R. Viena me dedica la jornada el mismo día de mi cumpleaños con un monográfico dedicado a mi música de cámara, en el que estrenará Canciones Al-Andalus y un programa con la Orquesta de la Radio con dos obras mías y una de Falla. En Hannover daré a conocer el Preludio a Némesis. Dirigiré otros conciertos en Berlín, Düsseldorf, Hannover y Baden-Baden. Aquí se estrena mi Concierto para cuarteto de saxofones y orquesta, en el que trabajo, y la Fundación Paul Sacher organizará una exposición de obras autógrafas mías de su propiedad y lanzará un precioso catálogo. Tengo actuaciones en Turín con la RAI, en París con la Nacional y en el conservatorio de la capital francesa, en el que daré un curso de dirección de mis obras. En Madrid, el Festival de Otoño proyecta un concierto monográfico, aparte de otro que daré con la Sinfónica, patrocinados por la Comunidad y en los que se estrenan mi versión del Fandango, de Soler, para violonchelos, y la Quinta sinfonía de Tomás Marco.

Un gran reto

P. Tenemos ante nosotros el ya célebre año 1992. Ya se sabe: descubrimiento, Juegos Olímpicos y capitalidad cultural europea de Madrid. ¿No son posibilidades, sea o no convencional su origen, dignas de aprovecharse de una forma inteligente para la música?

R. Más aún: me parece que España tiene para esa fecha un verdadero reto. Se me ocurre pensar que, bien y profesionalmente apoyada, la música podría quedar tan alta o más que el deporte. Inmediatamente una reflexión se impone en mi ánimo: ¿hemos de pasar la vida, por los siglos de los siglos, cantando las glorias del pasado para sentirnos tan satisfechos como si fueran obra nuestra? Creo que no. Es preciso continuar, crear, imaginar y enseñar a todos que España no es una gran conmemoración. Después de 1992 o antes -quiero decir tras el tiempo en que vivimos- deben quedar signos suficientes para que en el 2092 celebren lo que nosotros hicimos, sin necesidad de volver de nuevo a Colón.
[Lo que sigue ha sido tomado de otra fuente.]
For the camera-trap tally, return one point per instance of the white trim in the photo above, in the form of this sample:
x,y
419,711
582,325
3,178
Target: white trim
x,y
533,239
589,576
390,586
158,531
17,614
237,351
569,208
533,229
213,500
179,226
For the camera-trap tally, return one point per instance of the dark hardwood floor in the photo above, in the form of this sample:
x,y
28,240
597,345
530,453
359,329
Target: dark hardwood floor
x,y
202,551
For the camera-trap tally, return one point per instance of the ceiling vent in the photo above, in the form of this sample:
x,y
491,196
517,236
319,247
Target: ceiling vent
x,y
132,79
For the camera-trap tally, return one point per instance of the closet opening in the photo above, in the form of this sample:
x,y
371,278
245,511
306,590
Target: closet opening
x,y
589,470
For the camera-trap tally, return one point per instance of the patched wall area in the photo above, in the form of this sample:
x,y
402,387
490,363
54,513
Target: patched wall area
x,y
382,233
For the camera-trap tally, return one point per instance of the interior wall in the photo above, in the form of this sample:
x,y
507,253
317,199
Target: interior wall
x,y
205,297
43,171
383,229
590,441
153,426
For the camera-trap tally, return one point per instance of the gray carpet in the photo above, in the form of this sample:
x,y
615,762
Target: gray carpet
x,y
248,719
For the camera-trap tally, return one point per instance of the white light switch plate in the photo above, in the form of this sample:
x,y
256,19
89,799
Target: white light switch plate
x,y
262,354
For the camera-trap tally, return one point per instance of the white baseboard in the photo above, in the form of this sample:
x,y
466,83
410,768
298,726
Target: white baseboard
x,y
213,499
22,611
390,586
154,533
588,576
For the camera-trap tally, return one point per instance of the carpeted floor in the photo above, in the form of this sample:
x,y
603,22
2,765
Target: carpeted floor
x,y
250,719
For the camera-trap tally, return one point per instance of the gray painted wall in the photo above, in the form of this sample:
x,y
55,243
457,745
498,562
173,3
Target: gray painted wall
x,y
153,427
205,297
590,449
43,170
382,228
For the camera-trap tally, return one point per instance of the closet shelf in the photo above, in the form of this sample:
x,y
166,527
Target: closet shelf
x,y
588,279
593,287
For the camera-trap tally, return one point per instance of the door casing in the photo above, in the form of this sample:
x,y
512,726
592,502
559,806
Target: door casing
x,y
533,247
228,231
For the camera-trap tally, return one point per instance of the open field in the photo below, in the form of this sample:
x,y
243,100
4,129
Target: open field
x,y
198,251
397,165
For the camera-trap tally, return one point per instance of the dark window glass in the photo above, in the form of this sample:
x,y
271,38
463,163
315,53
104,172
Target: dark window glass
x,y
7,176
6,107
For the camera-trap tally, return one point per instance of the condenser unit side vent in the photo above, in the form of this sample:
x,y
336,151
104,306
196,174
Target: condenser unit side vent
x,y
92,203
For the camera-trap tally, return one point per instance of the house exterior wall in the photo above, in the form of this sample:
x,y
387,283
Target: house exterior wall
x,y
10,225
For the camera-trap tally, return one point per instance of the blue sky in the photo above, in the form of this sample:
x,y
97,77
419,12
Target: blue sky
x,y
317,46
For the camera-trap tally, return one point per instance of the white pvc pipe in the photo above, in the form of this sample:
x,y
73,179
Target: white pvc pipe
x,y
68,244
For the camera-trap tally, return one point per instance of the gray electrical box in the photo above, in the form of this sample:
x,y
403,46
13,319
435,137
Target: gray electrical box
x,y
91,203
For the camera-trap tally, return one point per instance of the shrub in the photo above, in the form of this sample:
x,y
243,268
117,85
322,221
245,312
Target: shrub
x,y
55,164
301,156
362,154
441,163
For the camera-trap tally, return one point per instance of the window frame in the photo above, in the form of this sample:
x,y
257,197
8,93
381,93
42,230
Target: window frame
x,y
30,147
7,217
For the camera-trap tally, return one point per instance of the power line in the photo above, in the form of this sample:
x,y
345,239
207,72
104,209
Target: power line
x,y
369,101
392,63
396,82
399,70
De lo contrarío quedará patente nuestra inanidad como empresa colectiva, ya que lo que nadie puede evitar, ni de ello cabe vanagloriarse colectivamente, es la hazaña individual: aquí surge un Albéniz, un Falla, contra viento y marea; allí alcanza un escritor o un científico con nombres y apellidos un Nobel. Nuestra historia es triste e insolidaria frente a los protagonistas de cultura. Ahí está Manuel de Falla. Hoy se trata y lleva su nombre como el de un mito, se subvencionan homenajes, conciertos, ediciones, se chupa rueda de su prestigio, pero ¿cómo vivió? ¿Es que no tuvo que salir a estrenar, a editar y a cobrar derechos al extranjero? Ahora todo es bambolla y populismo, pero no se intenta una edición crítica de la obra de Falla, con todo y devengar cada año muchos millones en derechos de autor.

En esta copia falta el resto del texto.